Companies around the world have been cautious about investing heavily in sustainability oriented initiatives, which have often been seen as cost-drivers rather than sources of new efficiencies or revenues, according to a new report by Deloitte titled “Sustainability 2011: a difficult coming of age.”
Even the strongest proponents of the sustainability agenda are consistently tasked with compelling connections between sustainable business practices and increased economic success.
“The biggest impediment to driving forward sustainability measures has been the vacuum of global strategic leadership. Governments, multilateral institutions and the corporate sector have yet to agree on clear planet wide goals. Without clear guidance from governments, companies feel no immediate pressure to change their standard operating procedures,” said Fadi Sidani, partner in charge for Enterprise Risk Services at Deloitte in the Middle East.
“Governments around the world have struggled with finding the right level of regulation and their role in facilitating sustainable business has proven fraught with uncertainty. This has caused sustainability funding to dry up.”
The Deloitte report states that market shifts and disruptions are making the achievement of sustainable business models more difficult; surging industrial growth in emerging markets is placing heavy strains on the supply of commodities and other non-renewable sources.
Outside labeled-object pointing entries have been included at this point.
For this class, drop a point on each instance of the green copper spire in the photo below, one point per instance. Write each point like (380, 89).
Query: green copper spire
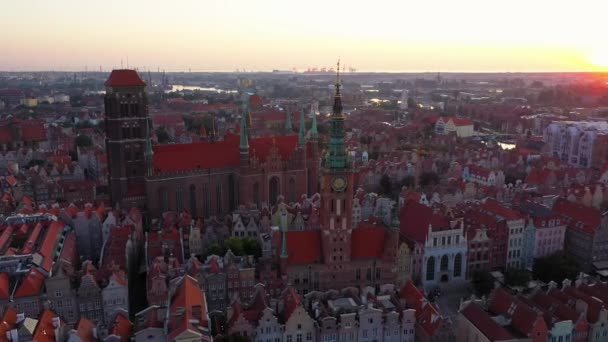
(284, 244)
(337, 147)
(244, 144)
(302, 132)
(148, 151)
(314, 133)
(288, 126)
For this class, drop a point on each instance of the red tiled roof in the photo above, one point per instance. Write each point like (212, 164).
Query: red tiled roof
(414, 220)
(85, 330)
(122, 327)
(291, 300)
(214, 266)
(31, 284)
(167, 119)
(189, 297)
(28, 248)
(33, 131)
(496, 208)
(53, 233)
(484, 322)
(114, 253)
(45, 330)
(124, 78)
(214, 106)
(6, 234)
(367, 242)
(215, 155)
(4, 286)
(426, 314)
(8, 322)
(575, 213)
(303, 246)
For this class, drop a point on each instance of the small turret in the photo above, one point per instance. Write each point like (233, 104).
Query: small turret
(302, 132)
(244, 143)
(148, 153)
(314, 133)
(288, 125)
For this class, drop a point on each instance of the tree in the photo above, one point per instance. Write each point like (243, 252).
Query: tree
(162, 135)
(556, 267)
(83, 141)
(429, 178)
(252, 246)
(517, 277)
(214, 249)
(385, 185)
(411, 103)
(234, 244)
(483, 283)
(408, 181)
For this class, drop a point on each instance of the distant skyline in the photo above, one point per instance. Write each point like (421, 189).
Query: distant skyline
(262, 35)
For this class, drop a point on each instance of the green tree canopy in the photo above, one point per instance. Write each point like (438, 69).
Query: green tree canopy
(556, 267)
(83, 141)
(483, 283)
(162, 135)
(517, 277)
(234, 244)
(252, 246)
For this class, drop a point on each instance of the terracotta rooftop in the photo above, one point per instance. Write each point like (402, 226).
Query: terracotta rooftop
(124, 78)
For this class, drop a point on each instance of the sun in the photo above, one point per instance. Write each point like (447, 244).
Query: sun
(599, 58)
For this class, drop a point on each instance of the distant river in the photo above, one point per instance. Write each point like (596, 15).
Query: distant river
(179, 87)
(506, 146)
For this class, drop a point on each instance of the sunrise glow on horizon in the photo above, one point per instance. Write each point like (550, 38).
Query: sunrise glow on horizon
(225, 35)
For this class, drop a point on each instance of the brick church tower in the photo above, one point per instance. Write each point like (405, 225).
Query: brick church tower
(127, 135)
(337, 196)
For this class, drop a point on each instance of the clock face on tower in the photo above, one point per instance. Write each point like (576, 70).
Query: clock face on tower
(338, 183)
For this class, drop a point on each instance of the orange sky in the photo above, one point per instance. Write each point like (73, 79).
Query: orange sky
(391, 35)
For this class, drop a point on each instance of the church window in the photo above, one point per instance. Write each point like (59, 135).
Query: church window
(275, 190)
(444, 263)
(218, 198)
(430, 269)
(292, 190)
(179, 198)
(163, 199)
(458, 265)
(192, 199)
(256, 194)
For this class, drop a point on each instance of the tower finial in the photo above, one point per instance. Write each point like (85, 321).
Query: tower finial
(244, 143)
(338, 74)
(338, 97)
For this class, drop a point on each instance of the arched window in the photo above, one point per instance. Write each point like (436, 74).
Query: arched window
(231, 193)
(218, 198)
(163, 200)
(275, 190)
(458, 265)
(256, 194)
(193, 199)
(430, 269)
(292, 190)
(179, 198)
(444, 263)
(205, 200)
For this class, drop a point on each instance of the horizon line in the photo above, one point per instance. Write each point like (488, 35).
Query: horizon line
(276, 71)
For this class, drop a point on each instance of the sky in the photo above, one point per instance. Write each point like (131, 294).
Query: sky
(262, 35)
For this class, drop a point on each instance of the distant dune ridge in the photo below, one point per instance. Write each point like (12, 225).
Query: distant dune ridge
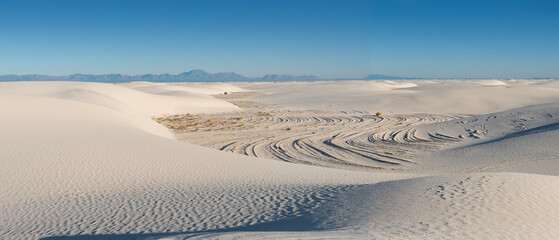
(191, 76)
(83, 160)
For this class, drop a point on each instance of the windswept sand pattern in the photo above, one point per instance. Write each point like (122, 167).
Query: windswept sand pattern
(332, 139)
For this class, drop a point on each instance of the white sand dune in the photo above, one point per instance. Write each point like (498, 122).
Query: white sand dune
(429, 96)
(85, 161)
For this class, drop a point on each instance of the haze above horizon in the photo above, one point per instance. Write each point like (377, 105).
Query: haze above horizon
(329, 39)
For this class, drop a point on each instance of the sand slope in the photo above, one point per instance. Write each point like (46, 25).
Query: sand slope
(85, 161)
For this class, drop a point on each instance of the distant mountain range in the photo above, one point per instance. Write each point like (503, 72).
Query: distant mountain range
(192, 76)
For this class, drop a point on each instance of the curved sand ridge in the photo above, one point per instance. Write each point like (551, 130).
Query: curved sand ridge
(92, 165)
(332, 139)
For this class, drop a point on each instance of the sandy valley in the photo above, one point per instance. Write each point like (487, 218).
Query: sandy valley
(443, 159)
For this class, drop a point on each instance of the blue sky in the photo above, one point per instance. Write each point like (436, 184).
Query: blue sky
(352, 38)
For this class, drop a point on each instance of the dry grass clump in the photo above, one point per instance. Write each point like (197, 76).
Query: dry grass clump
(192, 122)
(265, 114)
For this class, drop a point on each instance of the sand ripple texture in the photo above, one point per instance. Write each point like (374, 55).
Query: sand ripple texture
(331, 139)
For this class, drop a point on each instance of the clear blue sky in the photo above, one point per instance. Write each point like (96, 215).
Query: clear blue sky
(342, 38)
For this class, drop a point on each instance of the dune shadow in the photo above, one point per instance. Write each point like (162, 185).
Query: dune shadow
(294, 224)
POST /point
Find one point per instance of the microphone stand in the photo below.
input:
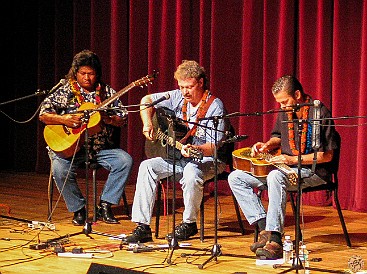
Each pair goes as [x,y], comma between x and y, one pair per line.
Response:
[216,249]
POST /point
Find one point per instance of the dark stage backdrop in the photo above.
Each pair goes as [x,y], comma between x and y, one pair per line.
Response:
[244,46]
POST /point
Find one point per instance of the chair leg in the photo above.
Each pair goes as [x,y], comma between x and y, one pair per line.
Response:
[126,205]
[238,213]
[94,174]
[158,209]
[341,218]
[202,220]
[294,213]
[50,196]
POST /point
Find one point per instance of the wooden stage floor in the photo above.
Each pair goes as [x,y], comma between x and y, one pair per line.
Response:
[25,195]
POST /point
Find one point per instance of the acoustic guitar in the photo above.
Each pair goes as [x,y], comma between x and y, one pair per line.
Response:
[66,141]
[260,166]
[165,139]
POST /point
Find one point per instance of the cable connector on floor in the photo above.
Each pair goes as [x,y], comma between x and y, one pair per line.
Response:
[75,255]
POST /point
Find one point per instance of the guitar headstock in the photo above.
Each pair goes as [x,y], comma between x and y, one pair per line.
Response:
[146,80]
[196,154]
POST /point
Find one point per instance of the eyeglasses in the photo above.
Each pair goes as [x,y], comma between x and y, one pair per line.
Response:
[188,87]
[87,73]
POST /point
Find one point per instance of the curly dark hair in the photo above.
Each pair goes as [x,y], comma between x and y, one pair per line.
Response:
[287,83]
[85,58]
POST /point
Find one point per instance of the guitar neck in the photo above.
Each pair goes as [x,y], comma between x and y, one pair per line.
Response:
[118,94]
[281,166]
[192,152]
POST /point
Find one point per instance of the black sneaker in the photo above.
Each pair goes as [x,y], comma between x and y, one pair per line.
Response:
[184,231]
[141,234]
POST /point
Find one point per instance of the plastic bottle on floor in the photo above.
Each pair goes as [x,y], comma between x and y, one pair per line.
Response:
[287,249]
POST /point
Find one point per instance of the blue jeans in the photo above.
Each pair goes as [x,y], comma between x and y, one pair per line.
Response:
[242,185]
[191,176]
[116,161]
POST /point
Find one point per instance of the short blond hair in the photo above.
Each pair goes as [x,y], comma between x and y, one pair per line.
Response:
[191,69]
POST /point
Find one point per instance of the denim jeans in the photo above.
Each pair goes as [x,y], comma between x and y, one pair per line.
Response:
[116,161]
[191,175]
[242,185]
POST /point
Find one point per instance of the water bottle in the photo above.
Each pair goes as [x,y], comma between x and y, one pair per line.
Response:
[287,249]
[303,255]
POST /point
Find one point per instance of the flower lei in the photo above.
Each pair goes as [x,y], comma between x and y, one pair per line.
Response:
[200,114]
[304,133]
[79,97]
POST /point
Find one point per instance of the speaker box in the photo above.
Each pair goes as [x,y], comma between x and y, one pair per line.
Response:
[108,269]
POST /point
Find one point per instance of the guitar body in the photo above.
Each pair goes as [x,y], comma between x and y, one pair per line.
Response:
[243,160]
[64,140]
[259,166]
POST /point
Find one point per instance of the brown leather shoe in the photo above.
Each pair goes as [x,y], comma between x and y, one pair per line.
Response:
[264,236]
[271,251]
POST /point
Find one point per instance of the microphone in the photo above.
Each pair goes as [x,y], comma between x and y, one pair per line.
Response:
[59,84]
[316,125]
[165,97]
[315,103]
[235,138]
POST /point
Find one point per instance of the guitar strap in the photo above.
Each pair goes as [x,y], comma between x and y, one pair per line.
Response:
[201,114]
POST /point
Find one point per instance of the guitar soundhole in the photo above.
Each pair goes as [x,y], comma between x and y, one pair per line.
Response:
[66,130]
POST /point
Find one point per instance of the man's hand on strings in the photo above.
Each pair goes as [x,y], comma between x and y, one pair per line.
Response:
[72,120]
[283,159]
[185,150]
[148,132]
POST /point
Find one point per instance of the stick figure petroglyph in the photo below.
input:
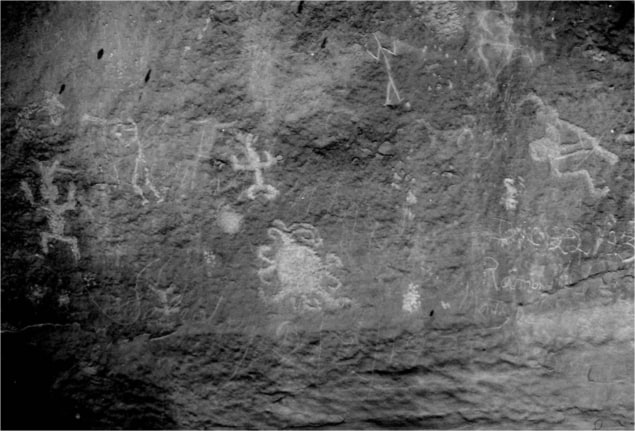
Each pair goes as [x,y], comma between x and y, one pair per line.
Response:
[565,143]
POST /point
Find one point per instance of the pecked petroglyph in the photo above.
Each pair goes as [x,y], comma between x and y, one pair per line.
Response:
[565,143]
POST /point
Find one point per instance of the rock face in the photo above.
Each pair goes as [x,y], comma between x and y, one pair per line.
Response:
[203,225]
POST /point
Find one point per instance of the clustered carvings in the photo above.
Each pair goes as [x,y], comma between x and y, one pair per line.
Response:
[299,274]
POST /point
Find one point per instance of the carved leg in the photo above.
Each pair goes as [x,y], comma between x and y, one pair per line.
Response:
[44,241]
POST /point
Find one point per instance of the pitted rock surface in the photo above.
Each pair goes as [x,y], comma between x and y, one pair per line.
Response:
[349,215]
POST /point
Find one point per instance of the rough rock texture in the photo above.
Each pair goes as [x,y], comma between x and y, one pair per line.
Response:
[317,215]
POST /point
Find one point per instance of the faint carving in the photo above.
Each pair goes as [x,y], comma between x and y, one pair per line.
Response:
[411,299]
[256,165]
[54,211]
[565,142]
[510,198]
[127,132]
[300,274]
[392,94]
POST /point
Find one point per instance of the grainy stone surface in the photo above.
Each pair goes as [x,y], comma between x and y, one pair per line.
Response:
[317,215]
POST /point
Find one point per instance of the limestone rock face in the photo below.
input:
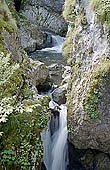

It further adds, however, that socially responsible investment (SRI) has grown apace over the past decade. About $3 trillion in the US alone – roughly 12.2% of the $25.5 trillion in total assets under professional management – is committed to some form of socially responsible and sustainable investment. Around 45 countries in total are piloting transformations in low emissions and climate-resilient development.
The report added that some steps were being taken on a national level, particularly in the EU and China.
“There are likely to be new regulations in the UK to reform the licensing of water extraction rights for firms that extract and use large quantities of water, such as chemicals and manufacturing firms. In China, a promised $454 billion ‘green stimulus’ package will fund a broad array of clean energy and transportation technologies.